Mesmo limitando o aquecimento a +1,5 ºC, ondas de calor, inundações e outros eventos extremos aumentarão de forma "sem precedentes" em sua magnitude, frequência, localização ou época do ano em que ocorrem, adverte o IPCC.
"Este relatório deveria causar arrepios em quem o lesse (...) Mostra onde estamos e aonde vamos com as mudanças climáticas: para um buraco que continuamos cavando", avalia o climatologista Dave Reay.
"Estabilizar o clima demandará uma redução forte, rápida e sustentada das emissões de gases de efeito estufa para alcançar a neutralidade de carbono", insiste Panmao Zhai, copresidente do grupo de especialistas que elaborou a primeira parte desta avaliação do IPCC.
A segunda, prevista para fevereiro de 2022, mostrará o impacto destas mudanças e como a vida na Terra será transformada irremediavelmente em 30 anos, inclusive menos, segundo uma versão preliminar obtida pela AFP.
A terceira parte abordará as soluções possíveis e é aguardada para março.
Mas o caminho a seguir é conhecido de sobra: impulsionar a transição para uma economia descarbonizada.
"Este relatório deve pôr fim ao carvão e às energias fósseis antes que destruam nosso planeta", reivindicou o secretário-geral das Nações Unidas, António Guterres.
Diante da necessidade de reduzir à metade as emissões antes de 2030 para cumprir com a meta de +1,5 ºC, todos os olhares se voltam para a cúpula de líderes mundiais de novembro em Glasgow.
"Não há tempo a perder, nem lugar para desculpas", insistiu Guterres.
Por enquanto, só metade dos governos revisaram suas metas iniciais de redução de emissões.
Os compromissos adotados após o Acordo de Paris de 2015 levariam a um aumento da temperatura do planeta de +3 ºC. Isso se fossem respeitados, porque no ritmo atual, o mundo esquentaria +4 ºC ou +5 ºC.
Entre estas projeções sombrias, o IPCC traz um resquício de esperança.
No melhor cenário, o aquecimento poderia voltar ao limite de +1,5 ºC se as emissões forem reduzidas drasticamente e se for absorvido mais CO2 do que o emitido.
Mas as técnicas que permitem recuperar em larga escala o CO2 na atmosfera ainda estão sendo estudadas, aponta o IPCC.
O relatório indica que algumas consequências já são "irreversíveis".
O degelo dos polos fará com que o nível dos oceanos continue aumentando durante "séculos ou milênios".
O mar, que já subiu 20 centímetros desde 1900, ainda poderia aumentar mais meio metro até 2100 mesmo que o aquecimento seja mantido a +2 ºC.

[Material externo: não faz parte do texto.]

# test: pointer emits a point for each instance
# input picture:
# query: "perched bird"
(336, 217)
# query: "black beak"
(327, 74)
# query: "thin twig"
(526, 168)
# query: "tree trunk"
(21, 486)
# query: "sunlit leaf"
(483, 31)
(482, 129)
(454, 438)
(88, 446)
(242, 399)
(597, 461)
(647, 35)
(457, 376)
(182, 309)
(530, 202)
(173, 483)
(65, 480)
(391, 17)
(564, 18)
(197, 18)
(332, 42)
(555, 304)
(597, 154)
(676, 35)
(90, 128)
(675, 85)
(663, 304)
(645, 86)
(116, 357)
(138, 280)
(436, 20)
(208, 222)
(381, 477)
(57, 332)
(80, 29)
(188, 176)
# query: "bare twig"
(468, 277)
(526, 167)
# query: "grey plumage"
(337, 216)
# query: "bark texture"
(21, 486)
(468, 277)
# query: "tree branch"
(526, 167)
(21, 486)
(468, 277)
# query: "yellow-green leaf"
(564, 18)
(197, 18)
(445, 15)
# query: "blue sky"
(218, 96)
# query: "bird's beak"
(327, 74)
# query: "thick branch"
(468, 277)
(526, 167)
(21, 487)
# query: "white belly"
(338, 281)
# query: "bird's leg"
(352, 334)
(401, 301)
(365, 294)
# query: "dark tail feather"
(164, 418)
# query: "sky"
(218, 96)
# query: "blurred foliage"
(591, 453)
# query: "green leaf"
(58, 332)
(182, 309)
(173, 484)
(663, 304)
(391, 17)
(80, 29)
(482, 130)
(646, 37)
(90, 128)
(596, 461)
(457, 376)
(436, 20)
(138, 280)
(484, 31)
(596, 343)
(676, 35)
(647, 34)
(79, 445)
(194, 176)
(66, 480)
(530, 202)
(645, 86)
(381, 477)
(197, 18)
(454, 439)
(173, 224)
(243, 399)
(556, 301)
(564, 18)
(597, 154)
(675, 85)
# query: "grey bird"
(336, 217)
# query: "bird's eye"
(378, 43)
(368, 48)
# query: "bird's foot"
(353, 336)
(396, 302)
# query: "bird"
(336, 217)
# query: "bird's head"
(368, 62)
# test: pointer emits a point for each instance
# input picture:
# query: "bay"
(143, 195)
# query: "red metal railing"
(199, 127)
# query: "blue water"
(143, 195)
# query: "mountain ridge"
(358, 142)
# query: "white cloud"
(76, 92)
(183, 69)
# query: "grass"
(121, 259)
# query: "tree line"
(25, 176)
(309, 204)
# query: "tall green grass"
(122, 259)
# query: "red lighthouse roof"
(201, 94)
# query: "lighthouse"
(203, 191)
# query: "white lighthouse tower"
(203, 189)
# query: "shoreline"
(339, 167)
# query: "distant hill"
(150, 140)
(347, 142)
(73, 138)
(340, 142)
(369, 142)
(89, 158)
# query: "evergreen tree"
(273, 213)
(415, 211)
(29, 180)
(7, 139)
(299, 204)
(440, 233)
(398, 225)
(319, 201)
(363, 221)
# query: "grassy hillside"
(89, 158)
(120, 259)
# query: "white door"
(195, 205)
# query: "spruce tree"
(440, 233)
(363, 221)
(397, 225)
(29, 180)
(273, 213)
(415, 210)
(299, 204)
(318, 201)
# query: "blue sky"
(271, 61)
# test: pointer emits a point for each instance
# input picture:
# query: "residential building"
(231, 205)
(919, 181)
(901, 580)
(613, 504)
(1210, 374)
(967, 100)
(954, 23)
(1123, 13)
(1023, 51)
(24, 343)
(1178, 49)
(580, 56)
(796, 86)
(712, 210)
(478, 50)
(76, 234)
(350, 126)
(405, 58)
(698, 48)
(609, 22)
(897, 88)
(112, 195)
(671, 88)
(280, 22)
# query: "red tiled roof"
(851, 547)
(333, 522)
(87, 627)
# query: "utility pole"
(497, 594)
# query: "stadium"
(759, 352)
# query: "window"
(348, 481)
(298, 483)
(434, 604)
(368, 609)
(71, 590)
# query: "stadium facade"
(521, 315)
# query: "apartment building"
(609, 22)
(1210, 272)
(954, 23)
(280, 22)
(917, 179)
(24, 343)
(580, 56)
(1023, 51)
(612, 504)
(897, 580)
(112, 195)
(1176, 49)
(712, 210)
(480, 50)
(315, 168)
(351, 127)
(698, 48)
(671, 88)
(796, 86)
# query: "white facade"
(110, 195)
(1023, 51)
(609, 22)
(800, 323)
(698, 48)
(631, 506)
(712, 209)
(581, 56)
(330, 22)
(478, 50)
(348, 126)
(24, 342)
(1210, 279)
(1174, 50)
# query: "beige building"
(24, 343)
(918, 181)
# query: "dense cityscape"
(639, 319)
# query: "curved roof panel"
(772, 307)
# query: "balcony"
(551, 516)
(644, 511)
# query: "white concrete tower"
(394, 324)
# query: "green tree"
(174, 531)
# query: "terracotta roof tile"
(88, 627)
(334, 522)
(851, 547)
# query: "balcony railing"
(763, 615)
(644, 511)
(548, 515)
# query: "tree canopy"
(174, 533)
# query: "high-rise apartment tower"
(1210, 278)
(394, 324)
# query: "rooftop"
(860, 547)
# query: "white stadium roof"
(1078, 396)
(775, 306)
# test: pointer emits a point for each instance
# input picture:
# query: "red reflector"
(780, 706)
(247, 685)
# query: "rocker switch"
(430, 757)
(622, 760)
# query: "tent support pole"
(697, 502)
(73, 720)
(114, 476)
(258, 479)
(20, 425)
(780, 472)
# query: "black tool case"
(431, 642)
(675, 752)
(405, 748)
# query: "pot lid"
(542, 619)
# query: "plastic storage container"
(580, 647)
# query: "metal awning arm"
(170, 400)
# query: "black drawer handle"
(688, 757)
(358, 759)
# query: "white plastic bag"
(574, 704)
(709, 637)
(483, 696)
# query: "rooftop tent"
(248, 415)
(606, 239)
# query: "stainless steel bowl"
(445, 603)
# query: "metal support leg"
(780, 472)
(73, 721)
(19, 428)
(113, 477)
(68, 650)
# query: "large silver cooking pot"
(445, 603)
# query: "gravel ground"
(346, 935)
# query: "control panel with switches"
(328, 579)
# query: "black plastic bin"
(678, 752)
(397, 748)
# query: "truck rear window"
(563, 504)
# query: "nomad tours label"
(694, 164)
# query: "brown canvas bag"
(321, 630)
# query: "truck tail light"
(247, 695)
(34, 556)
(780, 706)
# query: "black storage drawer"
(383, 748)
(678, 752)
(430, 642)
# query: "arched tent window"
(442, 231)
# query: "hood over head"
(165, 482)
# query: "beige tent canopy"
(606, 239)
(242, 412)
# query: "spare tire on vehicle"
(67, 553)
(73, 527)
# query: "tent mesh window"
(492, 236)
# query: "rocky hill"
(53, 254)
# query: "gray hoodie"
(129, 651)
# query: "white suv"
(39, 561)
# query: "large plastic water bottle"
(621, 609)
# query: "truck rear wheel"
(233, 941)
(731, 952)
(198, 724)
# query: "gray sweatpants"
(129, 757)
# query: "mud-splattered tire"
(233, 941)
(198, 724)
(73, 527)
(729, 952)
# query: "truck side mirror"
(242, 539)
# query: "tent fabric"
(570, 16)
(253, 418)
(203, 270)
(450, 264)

"Parece distante, mas milhões de crianças já nascidas ainda viverão no século XXII", destaca Jonathan Bamber, autor do relatório.
Pela primeira vez, o IPCC não descarta a chegada de "pontos de inflexão", eventos irreversíveis pouco prováveis, mas de impacto dramático, como o degelo da calota de gelo antártica ou a morte da floresta amazônica.
Mas, afirmam cientistas e ativistas, não são motivos para jogar a toalha, pelo contrário, porque cada fração de grau conta.
"Não estamos condenados ao fracasso", assegura Friederike Otto, uma das autoras.
"Não deixaremos que este relatório fique na estante (...) Vamos levá-lo conosco aos tribunais", adverte Kaisa Kosonen, do Greenpeace.